The rooms signal a move away from the large, brightly lit rooms that have for decades been standard housing for premature or ill newborns. Research has shown that providing a quiet, private space for mother and child to rest together can go a long way to promote bonding and increase the chances of normal brain development in the child. It also can help reduce medical errors by involving parents in the care early on, experts say.

Hospital designers are slowly beginning to respond.

“This is the only place left in medicine where this old-style ward is still standard,” says Laure Liske, director of women and family services at the current Boulder Community Hospital. “It’s this way because the babies can’t speak up for themselves.”

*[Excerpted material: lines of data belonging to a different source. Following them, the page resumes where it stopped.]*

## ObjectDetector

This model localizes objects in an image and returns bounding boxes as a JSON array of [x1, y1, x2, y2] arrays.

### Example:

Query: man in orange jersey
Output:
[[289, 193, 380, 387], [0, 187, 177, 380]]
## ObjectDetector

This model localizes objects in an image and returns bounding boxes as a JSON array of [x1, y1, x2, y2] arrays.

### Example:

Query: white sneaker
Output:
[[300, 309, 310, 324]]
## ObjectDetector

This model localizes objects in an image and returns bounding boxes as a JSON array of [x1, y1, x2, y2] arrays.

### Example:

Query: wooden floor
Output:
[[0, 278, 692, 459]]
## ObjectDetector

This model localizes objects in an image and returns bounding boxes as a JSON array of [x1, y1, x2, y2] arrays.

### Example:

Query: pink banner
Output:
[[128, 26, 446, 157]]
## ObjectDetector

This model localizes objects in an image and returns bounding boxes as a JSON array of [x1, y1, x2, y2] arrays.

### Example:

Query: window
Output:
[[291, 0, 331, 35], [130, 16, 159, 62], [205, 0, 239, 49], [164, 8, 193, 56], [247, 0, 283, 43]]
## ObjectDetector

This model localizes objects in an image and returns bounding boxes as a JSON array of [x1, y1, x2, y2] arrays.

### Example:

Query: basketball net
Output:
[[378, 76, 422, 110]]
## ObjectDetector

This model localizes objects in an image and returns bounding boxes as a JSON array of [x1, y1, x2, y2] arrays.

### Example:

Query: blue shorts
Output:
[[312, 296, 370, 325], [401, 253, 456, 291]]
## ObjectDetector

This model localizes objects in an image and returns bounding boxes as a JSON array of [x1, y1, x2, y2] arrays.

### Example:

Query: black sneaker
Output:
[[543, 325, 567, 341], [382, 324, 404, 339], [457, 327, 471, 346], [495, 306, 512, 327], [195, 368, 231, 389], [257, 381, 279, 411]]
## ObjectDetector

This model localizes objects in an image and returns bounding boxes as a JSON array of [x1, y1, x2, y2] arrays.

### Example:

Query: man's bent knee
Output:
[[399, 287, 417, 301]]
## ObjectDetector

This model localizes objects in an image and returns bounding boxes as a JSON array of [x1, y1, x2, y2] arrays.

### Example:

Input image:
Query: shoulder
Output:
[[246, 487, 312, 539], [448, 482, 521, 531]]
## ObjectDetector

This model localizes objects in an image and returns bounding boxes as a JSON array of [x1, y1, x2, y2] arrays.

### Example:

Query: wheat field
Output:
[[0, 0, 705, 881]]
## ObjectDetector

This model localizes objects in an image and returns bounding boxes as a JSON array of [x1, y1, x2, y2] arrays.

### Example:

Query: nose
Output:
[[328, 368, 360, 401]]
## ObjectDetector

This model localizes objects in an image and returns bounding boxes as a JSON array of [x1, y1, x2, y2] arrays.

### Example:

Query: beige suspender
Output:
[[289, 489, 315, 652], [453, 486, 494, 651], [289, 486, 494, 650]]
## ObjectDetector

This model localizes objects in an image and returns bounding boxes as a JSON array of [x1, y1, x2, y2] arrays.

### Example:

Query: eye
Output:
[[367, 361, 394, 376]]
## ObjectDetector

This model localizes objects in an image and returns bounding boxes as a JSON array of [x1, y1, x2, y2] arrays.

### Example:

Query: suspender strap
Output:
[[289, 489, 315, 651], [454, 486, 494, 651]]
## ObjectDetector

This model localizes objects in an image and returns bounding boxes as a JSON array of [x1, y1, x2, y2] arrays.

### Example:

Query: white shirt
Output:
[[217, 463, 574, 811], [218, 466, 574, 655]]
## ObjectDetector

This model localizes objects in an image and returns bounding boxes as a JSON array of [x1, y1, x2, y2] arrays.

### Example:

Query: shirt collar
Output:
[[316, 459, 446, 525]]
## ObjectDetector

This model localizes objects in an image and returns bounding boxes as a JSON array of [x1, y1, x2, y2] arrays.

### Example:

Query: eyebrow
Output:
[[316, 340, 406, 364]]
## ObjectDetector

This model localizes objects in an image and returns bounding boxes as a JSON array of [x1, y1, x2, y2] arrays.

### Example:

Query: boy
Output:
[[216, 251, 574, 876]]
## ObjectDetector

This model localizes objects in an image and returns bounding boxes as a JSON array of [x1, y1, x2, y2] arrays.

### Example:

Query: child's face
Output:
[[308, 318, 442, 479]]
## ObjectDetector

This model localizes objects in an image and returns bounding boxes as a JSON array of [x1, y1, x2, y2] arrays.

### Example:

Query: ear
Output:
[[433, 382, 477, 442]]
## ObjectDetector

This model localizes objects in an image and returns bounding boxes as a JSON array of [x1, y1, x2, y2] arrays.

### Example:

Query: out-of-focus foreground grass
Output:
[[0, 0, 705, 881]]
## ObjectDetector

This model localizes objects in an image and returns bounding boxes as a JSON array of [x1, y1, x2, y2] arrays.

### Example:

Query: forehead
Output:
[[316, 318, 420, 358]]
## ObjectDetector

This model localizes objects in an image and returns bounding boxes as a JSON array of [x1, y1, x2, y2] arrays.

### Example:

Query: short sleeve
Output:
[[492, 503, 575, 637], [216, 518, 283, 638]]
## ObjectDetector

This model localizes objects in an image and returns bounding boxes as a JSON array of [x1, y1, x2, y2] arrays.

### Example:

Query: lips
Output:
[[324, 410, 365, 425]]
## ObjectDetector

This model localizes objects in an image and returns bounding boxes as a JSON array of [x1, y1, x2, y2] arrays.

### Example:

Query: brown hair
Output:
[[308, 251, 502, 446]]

Kim Stubbs of Thornton, Colo., watches her new baby, Parker, being held by a nurse.

The new $75 million hospital will feature six suites where a mother can lie in her bed and look over at her newborn, sit next to him in privacy, or — if she’s tired — shut the door and ask the nurse to keep watch.

The new hospital also will include 16 postpartum rooms for new moms and well babies, complete with queen-sized beds, views of the mountains and DVD players; a second emergency room; an eight-bed pediatric unit decorated in a summer-camp motif; and an office building housing most of the pediatricians and ob/gyns in the county.

Beverly Johnson, president of Maryland-based non-profit Institute for Family Centered Care, says that while the Boulder hospital is one of the first to provide such accommodations for sick newborns, more are soon to follow.

“Of all of the changes occurring in health care design, the most dramatic is in newborn intensive care,” she says. “Thank heavens.”